Kasus ini menjadi perhatian luas, bukan hanya karena substansinya, tetapi juga karena adanya dugaan keterkaitan pelaku dengan keluarga aparat. Dalam situasi seperti itu, Andi Tatang memilih bersikap tegas, mendorong agar proses hukum berjalan transparan dan tetap berfokus pada perlindungan korban.

Di sisi lain, Andi Tatang juga dikenal vokal dalam perkara sengketa lahan. Ia beberapa kali terlibat dalam kasus yang mengarah pada dugaan praktik mafia tanah, sebuah isu klasik yang hingga kini masih menjadi momok dalam sistem pertanahan di Indonesia.

Dalam berbagai kesempatan, ia tak ragu mengkritisi proses administrasi lahan yang dinilai tidak transparan. Ia mendorong agar setiap sengketa diselesaikan melalui jalur hukum yang jelas, bukan melalui praktik-praktik yang merugikan masyarakat.

Kontroversi lain muncul ketika ia menangani polemik lahan yang berdampak pada fasilitas pendidikan. Dalam kasus tersebut, Andi Tatang secara terbuka menolak tindakan penyegelan sepihak terhadap lahan sekolah.

Menurutnya, penyelesaian sengketa harus dilakukan melalui mekanisme pengadilan, bukan tindakan yang justru berpotensi merugikan dunia pendidikan dan peserta didik.
Pernyataannya memicu perdebatan publik, antara kepastian hukum dan kepentingan sosial.

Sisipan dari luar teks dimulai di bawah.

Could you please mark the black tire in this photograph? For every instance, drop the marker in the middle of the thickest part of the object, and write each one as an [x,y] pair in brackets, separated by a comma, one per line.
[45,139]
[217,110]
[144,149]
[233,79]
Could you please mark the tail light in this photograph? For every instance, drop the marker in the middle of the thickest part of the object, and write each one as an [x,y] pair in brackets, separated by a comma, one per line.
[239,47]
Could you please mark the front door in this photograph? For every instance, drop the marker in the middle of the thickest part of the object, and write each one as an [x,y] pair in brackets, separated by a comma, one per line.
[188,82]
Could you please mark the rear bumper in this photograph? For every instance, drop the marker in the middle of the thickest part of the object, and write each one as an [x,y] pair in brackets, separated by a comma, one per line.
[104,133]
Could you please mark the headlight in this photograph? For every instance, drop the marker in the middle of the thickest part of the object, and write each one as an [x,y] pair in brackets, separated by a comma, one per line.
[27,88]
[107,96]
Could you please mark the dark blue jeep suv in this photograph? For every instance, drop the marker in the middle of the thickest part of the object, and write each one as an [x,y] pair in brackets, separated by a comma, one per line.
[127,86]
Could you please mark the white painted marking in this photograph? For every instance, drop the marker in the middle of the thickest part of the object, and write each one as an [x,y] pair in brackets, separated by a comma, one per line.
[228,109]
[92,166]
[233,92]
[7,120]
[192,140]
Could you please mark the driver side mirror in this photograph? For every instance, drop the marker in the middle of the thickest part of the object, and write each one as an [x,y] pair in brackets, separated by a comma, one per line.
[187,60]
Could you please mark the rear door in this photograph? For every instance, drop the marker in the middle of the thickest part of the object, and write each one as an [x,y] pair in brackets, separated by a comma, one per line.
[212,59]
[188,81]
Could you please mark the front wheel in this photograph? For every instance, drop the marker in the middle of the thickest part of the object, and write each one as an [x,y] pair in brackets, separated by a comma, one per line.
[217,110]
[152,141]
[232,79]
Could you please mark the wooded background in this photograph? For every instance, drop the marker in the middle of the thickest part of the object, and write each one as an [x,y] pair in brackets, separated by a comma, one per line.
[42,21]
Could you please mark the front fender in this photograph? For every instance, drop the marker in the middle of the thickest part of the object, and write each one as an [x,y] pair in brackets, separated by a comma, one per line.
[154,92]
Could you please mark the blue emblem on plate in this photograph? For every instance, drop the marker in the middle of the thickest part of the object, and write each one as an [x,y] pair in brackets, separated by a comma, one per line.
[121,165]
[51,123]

Namun Andi Tatang tetap pada pendiriannya: hukum harus menjadi panglima.

Tak hanya itu, ia juga pernah menangani perkara yang melibatkan organisasi masyarakat, termasuk dugaan tindak pidana pengrusakan. Kasus semacam ini kerap berada di wilayah abu-abu, di mana hukum bersinggungan langsung dengan dinamika sosial dan potensi konflik di lapangan.

Dalam situasi seperti itu, pendekatan hukum yang tegas sekaligus terukur menjadi kunci. Dan di situlah peran Andi Tatang kembali diuji.

Perjalanan kariernya juga mencatat keterlibatan dalam pendampingan kasus penganiayaan berat hingga perkara yang menyangkut figur publik seperti Jamal Mirdad dan beberapa Anggota Dewan dari mulai tingkat Dewan Kota,Dewan Provinsi Hingga Dewan Pusat Penanganan kasus yang melibatkan tokoh dikenal luas tentu membawa konsekuensi tersendiri, baik dari sisi tekanan publik maupun ekspektasi masyarakat.

Tak jarang, kantornya menjadi tempat pertama yang didatangi pihak-pihak yang membutuhkan pendampingan hukum, termasuk dalam kasus dugaan penganiayaan yang berujung pada kematian anak, perkara yang menggugah sisi kemanusiaan sekaligus menuntut ketegasan hukum.

Andi Tatang juga dikenal aktif menyuarakan pandangan hukum. Salah satu yang menjadi sorotannya adalah kejahatan seksual terhadap anak.

Ia menegaskan bahwa kasus semacam ini tidak dapat diselesaikan melalui pendekatan restorative justice. Baginya, penegakan hukum harus dilakukan secara tegas demi memberikan efek jera dan perlindungan maksimal bagi korban.

Andi Tatang di dunia hukum menjadikannya sosok yang tak lepas dari dua sisi: Apresiasi dan Kontroversi. Sebagian melihatnya sebagai advokat yang berani dan konsisten memperjuangkan keadilan. Sementara sebagian lainnya menilai langkah-langkahnya kerap menempatkan dirinya di pusaran polemik.

Andi Tatang Supriyadi, jalan yang ia pilih tampaknya sudah jelas, menjadi pengacara sekaligus praktisi hukum yang tidak hanya bekerja di balik meja, tetapi juga hadir di tengah realitas sosial yang kompleks.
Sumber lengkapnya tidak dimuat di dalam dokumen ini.